Succession and Exit
Communication is vital to success in planning your exit
As we work through succession plans with clients, we often see roadblocks or at least stumbling blocks appear – and often not where you would expect. For example, once your business strategy is in place, the business model, marketing, funding’s success largely depends on relationships. That is to say relationships with suppliers, customers, staff and other stakeholders.
Relationships require maintaining and energising
Central to this is the managing of expectations. People come to expect certain behaviours in certain situations and are generally averse to sudden change.
Along comes a new manager or owner, perhaps from a different generation with different values beliefs, behaviours and norms. The possibility of uncertainty and suspicion entering the picture is relatively high during business transition.

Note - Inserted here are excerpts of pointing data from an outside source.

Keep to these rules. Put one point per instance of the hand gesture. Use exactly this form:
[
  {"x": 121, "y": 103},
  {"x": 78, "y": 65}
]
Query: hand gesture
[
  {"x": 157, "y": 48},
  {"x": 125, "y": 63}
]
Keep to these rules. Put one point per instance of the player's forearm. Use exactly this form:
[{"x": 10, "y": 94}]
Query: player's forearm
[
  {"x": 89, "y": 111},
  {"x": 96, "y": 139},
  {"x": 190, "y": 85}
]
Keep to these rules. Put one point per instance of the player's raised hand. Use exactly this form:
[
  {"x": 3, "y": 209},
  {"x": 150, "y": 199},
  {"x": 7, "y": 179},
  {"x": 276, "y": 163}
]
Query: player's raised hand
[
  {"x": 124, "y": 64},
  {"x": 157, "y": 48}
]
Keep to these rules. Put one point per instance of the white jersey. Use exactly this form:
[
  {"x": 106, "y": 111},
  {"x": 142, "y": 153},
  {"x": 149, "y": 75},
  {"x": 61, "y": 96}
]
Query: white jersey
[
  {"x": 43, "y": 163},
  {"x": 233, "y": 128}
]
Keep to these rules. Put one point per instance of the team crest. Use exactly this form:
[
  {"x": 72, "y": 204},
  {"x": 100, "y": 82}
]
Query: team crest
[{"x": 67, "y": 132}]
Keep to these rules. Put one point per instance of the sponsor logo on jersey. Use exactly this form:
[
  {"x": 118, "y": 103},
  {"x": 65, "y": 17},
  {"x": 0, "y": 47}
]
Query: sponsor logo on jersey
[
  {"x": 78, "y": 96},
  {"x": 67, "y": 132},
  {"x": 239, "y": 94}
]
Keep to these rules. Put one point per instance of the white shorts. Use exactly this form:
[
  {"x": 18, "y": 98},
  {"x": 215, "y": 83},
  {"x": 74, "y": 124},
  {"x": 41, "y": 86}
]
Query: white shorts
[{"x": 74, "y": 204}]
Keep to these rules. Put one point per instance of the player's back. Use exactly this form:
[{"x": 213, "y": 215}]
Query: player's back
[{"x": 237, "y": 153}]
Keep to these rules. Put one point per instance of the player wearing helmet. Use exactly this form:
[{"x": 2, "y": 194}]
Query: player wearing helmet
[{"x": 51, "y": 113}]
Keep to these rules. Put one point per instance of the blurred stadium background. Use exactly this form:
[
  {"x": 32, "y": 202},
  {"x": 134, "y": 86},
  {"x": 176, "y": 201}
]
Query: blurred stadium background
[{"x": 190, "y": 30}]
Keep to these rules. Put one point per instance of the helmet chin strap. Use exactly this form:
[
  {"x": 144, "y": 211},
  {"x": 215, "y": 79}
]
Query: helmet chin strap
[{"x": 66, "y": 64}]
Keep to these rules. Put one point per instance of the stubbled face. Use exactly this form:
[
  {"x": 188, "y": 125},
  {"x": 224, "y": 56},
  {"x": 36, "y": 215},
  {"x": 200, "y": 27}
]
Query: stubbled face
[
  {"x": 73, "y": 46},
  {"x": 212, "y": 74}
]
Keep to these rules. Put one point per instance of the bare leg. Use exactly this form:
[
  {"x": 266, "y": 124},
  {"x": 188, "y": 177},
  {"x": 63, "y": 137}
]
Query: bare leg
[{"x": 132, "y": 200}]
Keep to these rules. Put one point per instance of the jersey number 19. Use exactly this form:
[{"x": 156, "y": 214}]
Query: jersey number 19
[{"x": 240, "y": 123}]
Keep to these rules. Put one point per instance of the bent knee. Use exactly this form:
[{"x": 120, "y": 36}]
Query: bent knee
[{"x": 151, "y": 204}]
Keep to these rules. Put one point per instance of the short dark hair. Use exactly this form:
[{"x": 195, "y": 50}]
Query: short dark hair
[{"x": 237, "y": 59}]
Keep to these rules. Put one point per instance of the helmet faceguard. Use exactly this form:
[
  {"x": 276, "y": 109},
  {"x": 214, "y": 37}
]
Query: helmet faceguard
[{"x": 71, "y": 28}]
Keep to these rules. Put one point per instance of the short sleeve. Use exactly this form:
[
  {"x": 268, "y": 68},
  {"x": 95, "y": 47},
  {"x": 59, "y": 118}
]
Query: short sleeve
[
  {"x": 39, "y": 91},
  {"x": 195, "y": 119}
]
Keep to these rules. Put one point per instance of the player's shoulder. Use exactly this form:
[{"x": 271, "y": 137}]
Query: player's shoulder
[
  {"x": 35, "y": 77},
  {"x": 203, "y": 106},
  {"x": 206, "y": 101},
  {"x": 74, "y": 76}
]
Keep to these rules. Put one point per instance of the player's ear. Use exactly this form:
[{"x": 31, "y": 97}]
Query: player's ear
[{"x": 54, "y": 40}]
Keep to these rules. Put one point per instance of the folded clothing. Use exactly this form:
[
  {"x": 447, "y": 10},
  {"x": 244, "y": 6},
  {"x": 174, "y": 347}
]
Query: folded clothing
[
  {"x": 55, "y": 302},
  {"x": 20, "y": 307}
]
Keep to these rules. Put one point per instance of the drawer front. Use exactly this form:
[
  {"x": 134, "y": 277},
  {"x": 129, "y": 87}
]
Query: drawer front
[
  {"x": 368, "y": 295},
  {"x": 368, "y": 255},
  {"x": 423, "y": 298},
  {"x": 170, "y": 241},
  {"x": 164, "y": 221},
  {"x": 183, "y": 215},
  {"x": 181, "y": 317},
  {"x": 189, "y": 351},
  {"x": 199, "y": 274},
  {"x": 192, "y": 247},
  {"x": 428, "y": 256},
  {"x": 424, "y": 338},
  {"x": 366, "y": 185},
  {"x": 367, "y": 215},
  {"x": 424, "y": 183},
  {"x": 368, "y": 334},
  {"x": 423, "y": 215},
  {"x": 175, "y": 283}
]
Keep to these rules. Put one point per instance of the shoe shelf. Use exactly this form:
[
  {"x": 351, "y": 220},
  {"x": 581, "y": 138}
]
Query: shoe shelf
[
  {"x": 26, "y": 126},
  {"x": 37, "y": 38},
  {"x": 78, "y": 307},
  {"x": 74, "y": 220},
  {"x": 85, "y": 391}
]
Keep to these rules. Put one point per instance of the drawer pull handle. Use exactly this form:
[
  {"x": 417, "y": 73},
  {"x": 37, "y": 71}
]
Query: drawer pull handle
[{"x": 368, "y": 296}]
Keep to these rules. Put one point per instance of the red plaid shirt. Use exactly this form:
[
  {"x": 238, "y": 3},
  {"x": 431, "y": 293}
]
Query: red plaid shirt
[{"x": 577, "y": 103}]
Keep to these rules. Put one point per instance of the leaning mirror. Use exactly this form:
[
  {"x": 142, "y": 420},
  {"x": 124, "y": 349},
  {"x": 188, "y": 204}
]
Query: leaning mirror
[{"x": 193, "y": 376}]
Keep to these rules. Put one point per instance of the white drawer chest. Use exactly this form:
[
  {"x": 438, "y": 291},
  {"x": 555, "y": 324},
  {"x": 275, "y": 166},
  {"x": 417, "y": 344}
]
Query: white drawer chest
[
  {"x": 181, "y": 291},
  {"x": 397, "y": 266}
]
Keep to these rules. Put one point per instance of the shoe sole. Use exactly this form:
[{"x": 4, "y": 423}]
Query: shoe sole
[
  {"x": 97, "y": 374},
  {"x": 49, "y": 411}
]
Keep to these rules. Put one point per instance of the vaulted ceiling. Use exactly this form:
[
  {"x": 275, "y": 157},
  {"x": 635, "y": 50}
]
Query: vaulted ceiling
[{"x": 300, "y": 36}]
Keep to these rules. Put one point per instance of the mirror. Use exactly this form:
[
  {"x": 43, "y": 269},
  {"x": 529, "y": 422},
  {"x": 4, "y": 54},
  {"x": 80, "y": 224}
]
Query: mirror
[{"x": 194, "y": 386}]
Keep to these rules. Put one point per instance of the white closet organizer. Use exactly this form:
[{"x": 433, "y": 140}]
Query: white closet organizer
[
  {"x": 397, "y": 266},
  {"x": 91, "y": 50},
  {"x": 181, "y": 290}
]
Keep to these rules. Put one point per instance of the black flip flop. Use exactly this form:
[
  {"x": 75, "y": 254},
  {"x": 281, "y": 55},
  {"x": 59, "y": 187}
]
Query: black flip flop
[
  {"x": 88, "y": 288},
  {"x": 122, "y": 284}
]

This can destabilise your business and cost money if not handled correctly.
Communication is the key
In any Succession Plan, an important part is the consideration of who will be affected by changes that are happening, how they will be affected and how to deal with this. Different strategies will be needed for different people and areas.
One of the clients we worked with had a very successful business in the textiles area – started by his grandfather, now run by the father (in his seventies) and was in the process of being handed over to the son (who had worked in the business all his life). His son took over and didn’t have (or make) time to sit down with staff and chat about what was going on. He did however make sure he emailed everyone and told them his door was always open but unfortunately, staff were not used to this and so no-one walked thru the door. This raised all the little issues his dad used to handle easily. The father had a habit of coming into the office and sitting on each person’s desk and “having a chat” – about the weekend, the kids, sports etc. In the process, staff inevitably discussed any business issues they were having with him in a casual way, but he knew everything that was going on in the business and was able to handle small problems quickly and easily.
The son’s approach is not necessarily wrong, but the staff needed transitioning from one approach to another.